The photos represent, starting at the lower left corner: Mr. and Mrs. Gerry Horstman; Mr. and Mrs. Herman Redeker; Mr. and Mrs. Henry Rolf, and that includes, George Rolf, Mrs. J. Henry Rolf, Lucy Rolf Broermann, Christopher Henry Rolf, John Henry Rolf, Mary Rolf Broermann, and Marie Elise Rolf Laumann; Mr. and Mrs. Henry Tiemann; Mr. and Mrs. Karl D. Kemper; Mr. and Mrs. Henry Vette, Sr.; Mr. and Mrs. Henry Beckman; Mr. and Mrs. C.R. Rolf; Mr. and Mrs. Gerry Broermann; the school children (unnamed), Mr. and Mrs. Henry Schroeder; Mr. and Mrs. Henry Kahle; Mr. and Mrs. William Laumann; Mr. and Mrs. Fred Klute; the Kahle’s again; Adam Laumann; Henry J. Niemann; Adam Tiemann and the Fritz Hanrath family, Anna, William, Fritz, Mary, Elizabeth holding Alvena; and in the center is William Broermann family, Cora and Charles Broermann, Catherine and Wm. Broermann, Anna and Henry Broermann, Anna and Louise Joesting, Mary and Fred Sickmann, Minnie and George Rolf, Emma and Ludwig Meier, Eda and Wm. Poppa, Ella and Wm. Vette, Clara and Leo Vette. Missing photos are Herman Fuelling, William Fuelling and Mr. and Mrs. Gerry Laumann.

By Beverly Clinkingbeard

It’s a paper tree on a bulletin board and pinned to the limbs are photos of old, taken when photography was new and participants didn’t smile for a camera. The men are wearing suits and the women the style of the day – dark serge fabric with many buttons and probably a corset drawn tight beneath it all, with their hair severely drawn into a bun.

These are the “founding fathers” of the St. John’s Lutheran Church, Westboro, Missouri. The root of the tree is transplanted from Germany, mainly from the Osnabruck, Hanover Province area. They had many things in common – a desire for freedom, opportunity, language and a shared Lutheran faith. Too soon they needed a place to bury their loved ones, and in keeping with European practices, they wanted them nearby, hence, tombstones surround the church.

They located their church on a high hill and the wooden structure had a spire reaching toward heaven. They needed a school, thus an addition to the church was added. They needed a pastor and the family would need a home, outbuildings to shelter a team and conveyance, a cow for milk and chickens for meat and eggs.  (Aren’t you relieved, Pastor Fritz, that you don’t have “chores” to do before services?)

Meanwhile, as the years moved along, families were sinking deep roots into Atchison County, Missouri, and other areas.

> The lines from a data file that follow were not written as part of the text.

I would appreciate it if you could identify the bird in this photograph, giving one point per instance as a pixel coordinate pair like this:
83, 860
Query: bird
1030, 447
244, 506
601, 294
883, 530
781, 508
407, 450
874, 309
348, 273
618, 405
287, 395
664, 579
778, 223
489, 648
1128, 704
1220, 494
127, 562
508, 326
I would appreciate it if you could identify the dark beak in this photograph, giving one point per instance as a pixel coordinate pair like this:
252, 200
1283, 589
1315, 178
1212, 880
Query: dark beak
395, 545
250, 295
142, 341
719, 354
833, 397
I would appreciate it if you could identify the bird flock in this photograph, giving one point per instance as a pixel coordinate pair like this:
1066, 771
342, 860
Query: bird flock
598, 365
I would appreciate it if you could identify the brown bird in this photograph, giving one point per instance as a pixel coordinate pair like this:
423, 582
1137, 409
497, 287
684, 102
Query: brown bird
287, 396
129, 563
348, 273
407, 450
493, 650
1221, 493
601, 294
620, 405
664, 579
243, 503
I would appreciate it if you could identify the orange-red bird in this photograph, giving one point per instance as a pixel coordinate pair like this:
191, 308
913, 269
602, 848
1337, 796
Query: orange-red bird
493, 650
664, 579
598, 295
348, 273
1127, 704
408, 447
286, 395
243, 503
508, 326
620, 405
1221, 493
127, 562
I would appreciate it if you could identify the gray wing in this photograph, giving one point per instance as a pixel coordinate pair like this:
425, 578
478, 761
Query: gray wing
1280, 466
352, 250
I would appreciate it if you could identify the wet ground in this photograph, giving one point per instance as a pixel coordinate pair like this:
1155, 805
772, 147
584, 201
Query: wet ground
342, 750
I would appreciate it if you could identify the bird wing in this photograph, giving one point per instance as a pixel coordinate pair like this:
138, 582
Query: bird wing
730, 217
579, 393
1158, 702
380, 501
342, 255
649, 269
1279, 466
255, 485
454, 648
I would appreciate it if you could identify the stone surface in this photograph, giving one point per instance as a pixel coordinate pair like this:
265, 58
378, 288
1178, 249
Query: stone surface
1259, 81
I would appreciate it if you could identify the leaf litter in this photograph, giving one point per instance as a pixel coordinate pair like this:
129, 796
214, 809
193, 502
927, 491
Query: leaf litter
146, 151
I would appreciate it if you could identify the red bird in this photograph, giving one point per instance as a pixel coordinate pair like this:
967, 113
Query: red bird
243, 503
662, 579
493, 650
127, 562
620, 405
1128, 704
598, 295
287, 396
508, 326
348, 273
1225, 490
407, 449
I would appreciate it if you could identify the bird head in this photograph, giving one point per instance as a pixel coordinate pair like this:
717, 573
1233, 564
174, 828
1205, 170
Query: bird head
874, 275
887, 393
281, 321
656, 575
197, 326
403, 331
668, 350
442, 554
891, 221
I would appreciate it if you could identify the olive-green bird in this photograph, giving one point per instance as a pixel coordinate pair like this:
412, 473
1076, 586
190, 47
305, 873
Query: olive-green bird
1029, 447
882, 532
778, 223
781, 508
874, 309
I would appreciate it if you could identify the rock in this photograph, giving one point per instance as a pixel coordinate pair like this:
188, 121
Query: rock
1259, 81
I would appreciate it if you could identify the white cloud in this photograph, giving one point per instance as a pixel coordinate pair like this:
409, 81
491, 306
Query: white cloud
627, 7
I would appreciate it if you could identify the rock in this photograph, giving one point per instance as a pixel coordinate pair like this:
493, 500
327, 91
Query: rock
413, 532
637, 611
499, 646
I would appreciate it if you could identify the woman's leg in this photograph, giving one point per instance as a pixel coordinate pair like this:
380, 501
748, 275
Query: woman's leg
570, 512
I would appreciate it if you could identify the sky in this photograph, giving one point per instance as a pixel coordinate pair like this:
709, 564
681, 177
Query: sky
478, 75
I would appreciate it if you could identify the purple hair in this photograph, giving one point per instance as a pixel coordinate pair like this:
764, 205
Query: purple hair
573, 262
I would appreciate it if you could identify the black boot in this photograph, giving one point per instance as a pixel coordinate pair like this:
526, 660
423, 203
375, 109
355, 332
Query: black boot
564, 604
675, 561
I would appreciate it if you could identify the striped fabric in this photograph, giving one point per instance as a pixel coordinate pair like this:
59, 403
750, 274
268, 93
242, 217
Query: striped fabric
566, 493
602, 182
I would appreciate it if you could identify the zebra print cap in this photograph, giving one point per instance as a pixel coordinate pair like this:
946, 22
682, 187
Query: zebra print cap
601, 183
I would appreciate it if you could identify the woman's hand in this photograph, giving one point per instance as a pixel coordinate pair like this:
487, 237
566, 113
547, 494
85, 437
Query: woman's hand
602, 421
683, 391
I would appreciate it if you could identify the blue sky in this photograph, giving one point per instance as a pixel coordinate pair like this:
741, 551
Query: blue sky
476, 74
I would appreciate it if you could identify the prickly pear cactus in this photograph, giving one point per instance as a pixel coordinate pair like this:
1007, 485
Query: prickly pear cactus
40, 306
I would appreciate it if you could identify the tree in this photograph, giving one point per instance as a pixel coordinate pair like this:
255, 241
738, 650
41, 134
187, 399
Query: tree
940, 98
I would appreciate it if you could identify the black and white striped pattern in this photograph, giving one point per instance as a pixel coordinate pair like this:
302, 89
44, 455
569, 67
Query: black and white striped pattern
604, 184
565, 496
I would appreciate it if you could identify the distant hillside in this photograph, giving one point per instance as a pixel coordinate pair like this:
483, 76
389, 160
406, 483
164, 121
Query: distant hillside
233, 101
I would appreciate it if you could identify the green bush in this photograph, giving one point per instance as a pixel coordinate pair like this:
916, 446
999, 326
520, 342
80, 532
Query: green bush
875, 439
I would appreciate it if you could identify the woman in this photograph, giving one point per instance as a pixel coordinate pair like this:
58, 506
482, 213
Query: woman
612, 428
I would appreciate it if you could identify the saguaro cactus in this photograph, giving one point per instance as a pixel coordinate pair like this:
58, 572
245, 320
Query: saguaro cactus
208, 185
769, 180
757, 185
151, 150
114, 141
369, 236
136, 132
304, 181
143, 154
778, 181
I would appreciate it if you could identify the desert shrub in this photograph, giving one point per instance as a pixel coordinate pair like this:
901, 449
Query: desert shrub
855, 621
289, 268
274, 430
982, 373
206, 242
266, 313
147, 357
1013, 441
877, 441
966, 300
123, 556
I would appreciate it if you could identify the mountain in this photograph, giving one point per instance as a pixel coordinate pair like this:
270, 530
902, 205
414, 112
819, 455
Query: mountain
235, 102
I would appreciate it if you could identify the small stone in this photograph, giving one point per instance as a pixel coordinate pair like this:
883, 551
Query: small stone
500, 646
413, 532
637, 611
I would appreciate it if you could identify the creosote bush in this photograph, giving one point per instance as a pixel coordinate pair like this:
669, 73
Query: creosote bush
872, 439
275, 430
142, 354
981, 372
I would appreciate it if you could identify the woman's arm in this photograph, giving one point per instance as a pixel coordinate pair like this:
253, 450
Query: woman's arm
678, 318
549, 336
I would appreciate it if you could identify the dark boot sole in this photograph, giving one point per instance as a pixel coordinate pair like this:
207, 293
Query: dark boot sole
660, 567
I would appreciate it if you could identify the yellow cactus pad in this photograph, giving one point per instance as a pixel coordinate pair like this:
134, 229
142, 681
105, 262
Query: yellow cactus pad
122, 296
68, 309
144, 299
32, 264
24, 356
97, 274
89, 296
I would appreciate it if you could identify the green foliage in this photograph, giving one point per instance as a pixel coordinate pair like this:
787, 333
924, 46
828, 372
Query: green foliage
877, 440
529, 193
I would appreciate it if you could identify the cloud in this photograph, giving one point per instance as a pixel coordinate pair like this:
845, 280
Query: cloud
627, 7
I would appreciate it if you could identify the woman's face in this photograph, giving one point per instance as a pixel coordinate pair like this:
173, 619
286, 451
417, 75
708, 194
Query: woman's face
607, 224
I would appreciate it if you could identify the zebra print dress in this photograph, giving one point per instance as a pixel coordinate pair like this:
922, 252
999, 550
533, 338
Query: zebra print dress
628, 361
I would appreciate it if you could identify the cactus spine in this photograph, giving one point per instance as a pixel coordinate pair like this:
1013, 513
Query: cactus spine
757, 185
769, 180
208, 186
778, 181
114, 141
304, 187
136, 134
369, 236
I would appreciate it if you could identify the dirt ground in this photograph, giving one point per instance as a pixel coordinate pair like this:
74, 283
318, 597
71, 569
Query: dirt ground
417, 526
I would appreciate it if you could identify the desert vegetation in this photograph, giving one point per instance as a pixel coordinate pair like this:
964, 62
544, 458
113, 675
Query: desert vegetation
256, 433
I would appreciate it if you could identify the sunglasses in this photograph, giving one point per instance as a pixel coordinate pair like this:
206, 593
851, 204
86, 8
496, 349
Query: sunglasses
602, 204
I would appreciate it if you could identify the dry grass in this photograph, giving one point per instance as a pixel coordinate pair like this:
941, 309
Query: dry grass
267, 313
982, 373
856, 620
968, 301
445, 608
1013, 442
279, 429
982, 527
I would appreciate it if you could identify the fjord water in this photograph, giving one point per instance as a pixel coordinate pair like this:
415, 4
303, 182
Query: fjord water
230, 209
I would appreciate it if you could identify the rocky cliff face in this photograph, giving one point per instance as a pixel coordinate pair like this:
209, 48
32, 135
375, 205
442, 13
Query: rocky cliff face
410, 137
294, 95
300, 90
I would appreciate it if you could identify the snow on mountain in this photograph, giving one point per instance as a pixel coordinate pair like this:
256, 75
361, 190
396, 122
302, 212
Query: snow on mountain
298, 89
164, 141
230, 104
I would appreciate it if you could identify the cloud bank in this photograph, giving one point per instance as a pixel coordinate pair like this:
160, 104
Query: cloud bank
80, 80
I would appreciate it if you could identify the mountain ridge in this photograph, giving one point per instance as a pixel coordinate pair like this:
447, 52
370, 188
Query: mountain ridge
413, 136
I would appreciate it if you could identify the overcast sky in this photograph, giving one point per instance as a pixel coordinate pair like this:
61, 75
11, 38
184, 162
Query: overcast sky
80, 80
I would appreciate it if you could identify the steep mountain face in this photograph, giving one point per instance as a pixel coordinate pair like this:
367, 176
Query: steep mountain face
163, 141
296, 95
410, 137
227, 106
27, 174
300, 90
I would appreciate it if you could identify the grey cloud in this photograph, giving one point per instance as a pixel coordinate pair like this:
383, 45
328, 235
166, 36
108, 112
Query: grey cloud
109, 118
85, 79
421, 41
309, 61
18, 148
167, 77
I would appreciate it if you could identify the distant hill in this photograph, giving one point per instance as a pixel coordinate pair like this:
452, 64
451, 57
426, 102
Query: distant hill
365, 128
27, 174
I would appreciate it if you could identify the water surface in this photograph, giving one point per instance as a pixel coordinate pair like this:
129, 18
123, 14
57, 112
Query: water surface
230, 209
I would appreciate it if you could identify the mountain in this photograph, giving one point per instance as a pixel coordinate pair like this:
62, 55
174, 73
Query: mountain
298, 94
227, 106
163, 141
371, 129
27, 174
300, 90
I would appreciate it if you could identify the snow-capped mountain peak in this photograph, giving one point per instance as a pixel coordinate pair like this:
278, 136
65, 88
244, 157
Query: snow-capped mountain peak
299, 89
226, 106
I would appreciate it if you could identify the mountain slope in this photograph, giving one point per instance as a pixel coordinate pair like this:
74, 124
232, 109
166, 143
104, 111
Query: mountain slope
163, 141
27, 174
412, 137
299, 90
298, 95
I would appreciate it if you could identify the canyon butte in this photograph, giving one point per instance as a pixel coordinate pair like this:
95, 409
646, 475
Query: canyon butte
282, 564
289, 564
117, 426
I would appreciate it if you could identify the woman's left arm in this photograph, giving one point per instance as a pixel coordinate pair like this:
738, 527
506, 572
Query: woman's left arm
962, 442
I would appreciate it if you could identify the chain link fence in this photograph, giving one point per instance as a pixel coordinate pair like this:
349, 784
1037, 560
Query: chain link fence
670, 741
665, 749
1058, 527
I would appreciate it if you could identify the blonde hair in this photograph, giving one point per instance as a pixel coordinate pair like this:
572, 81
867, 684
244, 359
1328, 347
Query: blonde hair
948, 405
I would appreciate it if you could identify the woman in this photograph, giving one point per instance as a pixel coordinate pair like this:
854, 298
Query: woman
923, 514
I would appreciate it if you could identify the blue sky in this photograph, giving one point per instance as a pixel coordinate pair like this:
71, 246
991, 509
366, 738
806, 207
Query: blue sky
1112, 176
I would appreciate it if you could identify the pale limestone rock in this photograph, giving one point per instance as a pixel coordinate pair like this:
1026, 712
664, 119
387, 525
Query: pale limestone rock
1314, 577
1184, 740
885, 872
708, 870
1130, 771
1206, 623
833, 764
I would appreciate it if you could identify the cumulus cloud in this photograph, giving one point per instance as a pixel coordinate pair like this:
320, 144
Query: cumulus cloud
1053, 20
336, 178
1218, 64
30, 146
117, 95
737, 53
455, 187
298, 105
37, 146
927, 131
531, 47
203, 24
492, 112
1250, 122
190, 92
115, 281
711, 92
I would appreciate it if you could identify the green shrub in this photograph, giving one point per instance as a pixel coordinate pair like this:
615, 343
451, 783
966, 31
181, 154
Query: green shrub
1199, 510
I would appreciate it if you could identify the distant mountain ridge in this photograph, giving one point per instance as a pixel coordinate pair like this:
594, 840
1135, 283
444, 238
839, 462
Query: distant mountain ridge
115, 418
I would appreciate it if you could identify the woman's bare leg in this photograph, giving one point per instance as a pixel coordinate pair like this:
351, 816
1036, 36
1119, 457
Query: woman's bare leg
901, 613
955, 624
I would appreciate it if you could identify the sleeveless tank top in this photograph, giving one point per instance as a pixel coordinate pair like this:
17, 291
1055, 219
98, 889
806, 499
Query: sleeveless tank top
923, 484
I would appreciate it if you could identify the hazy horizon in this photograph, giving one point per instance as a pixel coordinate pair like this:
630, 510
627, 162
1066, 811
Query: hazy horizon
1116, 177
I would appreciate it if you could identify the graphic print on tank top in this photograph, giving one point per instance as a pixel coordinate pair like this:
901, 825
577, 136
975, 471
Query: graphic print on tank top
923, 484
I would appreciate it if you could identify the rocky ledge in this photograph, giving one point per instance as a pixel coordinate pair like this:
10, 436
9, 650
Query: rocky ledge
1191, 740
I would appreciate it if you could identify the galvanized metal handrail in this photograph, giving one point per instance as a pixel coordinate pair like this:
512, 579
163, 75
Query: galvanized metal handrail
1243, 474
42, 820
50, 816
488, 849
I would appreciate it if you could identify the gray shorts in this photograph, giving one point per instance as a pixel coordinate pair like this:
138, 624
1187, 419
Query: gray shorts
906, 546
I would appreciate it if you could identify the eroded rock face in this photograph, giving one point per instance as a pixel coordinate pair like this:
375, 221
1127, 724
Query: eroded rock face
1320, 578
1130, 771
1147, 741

They sent their sons and daughters off to college, the work place, wars, and some stayed to till the same land as their forefathers.

In 1940, the grandchildren dedicated a new church building of brick and mortar. What would the founding fathers have thought of that endeavor? For that matter, would they be amazed at the ease with which their heirs travel, how they farm their land, what careers they follow? Would they be saddened by the addition of tombstones in the yard and the heirs who could, but no longer walk through the doors of the church? Would they be shocked at our casual attire – women wearing pants, short skirts and strappy shoes that display painted toenails?

Maybe they would ignore outward evidences of change and instead marvel at what they began so many years ago – a need for a good place to rear their children, till the soil and have a place of worship. Maybe they would be very pleased that the heirs have kept as their platform for worship and life, the Holy Scriptures.

Nationally, September 17th was Constitution Day. Thanks to those “founding fathers” it has given us, as a nation, a framework to live by. We hear criticism of these founding fathers for what they did and didn’t do, or . . . , but could the critics fashion something enduring to stretch across the years as those men did?

Sometimes we boast of being self-made, or flash what we have as though we did it all, when in truth we started from a platform of opportunity.

It’s just a tree and limbs stretching across a bulletin board with photos. It represents one little chip in Atchison County, but it is a reminder that we’re where we are because of what someone else did.